Master Sgt. Amanda Bergquist poses prior to taking part in a triathlon. (Courtesy Photo)


U.S. Air Force Master Sgt. Amanda Bergquist, 141st Medical Group Dental Clinic, was selected from a large candidate pool to attend the United States Army Ranger Leadership Course. The 62-day course is considered one of the toughest courses offered by the U.S. Army and develops functional skills related to combat.

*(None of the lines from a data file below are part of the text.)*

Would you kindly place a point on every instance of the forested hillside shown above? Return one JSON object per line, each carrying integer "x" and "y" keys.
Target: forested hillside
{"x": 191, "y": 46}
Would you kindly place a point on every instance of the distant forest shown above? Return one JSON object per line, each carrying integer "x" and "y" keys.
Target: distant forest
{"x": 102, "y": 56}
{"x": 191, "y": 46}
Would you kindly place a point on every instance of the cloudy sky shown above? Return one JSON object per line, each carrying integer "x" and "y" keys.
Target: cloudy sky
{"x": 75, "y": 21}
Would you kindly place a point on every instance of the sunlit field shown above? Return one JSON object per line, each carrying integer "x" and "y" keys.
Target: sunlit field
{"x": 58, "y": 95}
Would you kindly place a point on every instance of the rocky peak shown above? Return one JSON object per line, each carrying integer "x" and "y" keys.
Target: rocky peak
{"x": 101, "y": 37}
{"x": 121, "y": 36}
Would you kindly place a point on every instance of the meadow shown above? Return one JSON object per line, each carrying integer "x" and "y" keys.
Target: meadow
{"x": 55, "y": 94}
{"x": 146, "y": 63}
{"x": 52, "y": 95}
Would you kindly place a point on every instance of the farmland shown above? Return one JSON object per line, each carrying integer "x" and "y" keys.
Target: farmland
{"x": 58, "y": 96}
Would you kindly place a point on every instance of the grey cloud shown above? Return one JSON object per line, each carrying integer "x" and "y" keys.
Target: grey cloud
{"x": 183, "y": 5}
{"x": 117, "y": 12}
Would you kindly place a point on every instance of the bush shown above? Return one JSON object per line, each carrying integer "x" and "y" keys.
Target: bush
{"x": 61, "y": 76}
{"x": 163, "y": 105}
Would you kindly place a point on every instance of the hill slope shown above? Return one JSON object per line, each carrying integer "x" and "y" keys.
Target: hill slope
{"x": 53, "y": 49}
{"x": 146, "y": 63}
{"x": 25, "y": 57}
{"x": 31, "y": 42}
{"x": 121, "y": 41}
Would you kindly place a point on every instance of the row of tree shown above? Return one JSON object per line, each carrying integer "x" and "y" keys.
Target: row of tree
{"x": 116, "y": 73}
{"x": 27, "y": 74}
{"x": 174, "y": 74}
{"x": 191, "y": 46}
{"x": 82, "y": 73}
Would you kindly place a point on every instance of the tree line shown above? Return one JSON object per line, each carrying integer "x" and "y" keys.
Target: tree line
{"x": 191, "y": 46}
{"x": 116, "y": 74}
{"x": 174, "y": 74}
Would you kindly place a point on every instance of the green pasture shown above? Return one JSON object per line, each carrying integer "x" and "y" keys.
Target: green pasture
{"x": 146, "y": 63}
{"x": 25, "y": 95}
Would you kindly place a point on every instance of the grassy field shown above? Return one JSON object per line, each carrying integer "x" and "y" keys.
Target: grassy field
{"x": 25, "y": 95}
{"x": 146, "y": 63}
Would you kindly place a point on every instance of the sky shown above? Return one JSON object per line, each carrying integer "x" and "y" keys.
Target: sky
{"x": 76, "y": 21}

“I applied for the Ranger program primarily because of COVID,” said Bergquist. “I hadn’t been participating in many Triathlons so when I saw the announcement in June, I thought this is it, this is what I have been waiting to do.”

Ranger school consists of three phases, Benning, Mountain and Swamp. During the Benning phase, the school assesses physical stamina and mental toughness. This phase is typically where students drop out due to the stress and overwhelming amount of physical activity.

Once Benning phase is completed, students move onto the Mountain phase at Camp Merrill near Dahlonega, Georgia and receive training on mountaineering tasks, mobility training and employing a platoon for continuous combat patrol operations in a mountain environment. During the mountaineering tasks portion the students learn about climbing knots, belays, anchor points and rope management that culminates in a 200-foot night rappel exercise with night vision goggles.

The final phase is the Swamp phase located on Eglin AFB, Fl, where students receive instruction on waterborne operations, small boat movements, and stream crossings. Swamp Phase incorporates small unit tactical training through a progressive, realistic, contemporary operating environment. Students conduct ten days of patrolling during a fast paced, highly stressful, challenging field exercise in which students are evaluated on their ability to apply small unit tactics and techniques during the execution of raids, ambushes, movements to contact, and urban assaults to accomplish their assigned missions.

When asked what she hopes to gain from the course Bergquist replied, “I would like to gain a better understanding of human beings, and I feel you get the best understanding of that when people are at their most raw. I think this school is designed to bring that out in people and I hope to use those situations to learn and teach within my unit ways to handle those types of events.”

At the end Bergquist said "I’m looking forward to pushing myself. The reasons I’m nervous and excited to go through the course are the same but I’m looking forward to all of the challenges the course provides."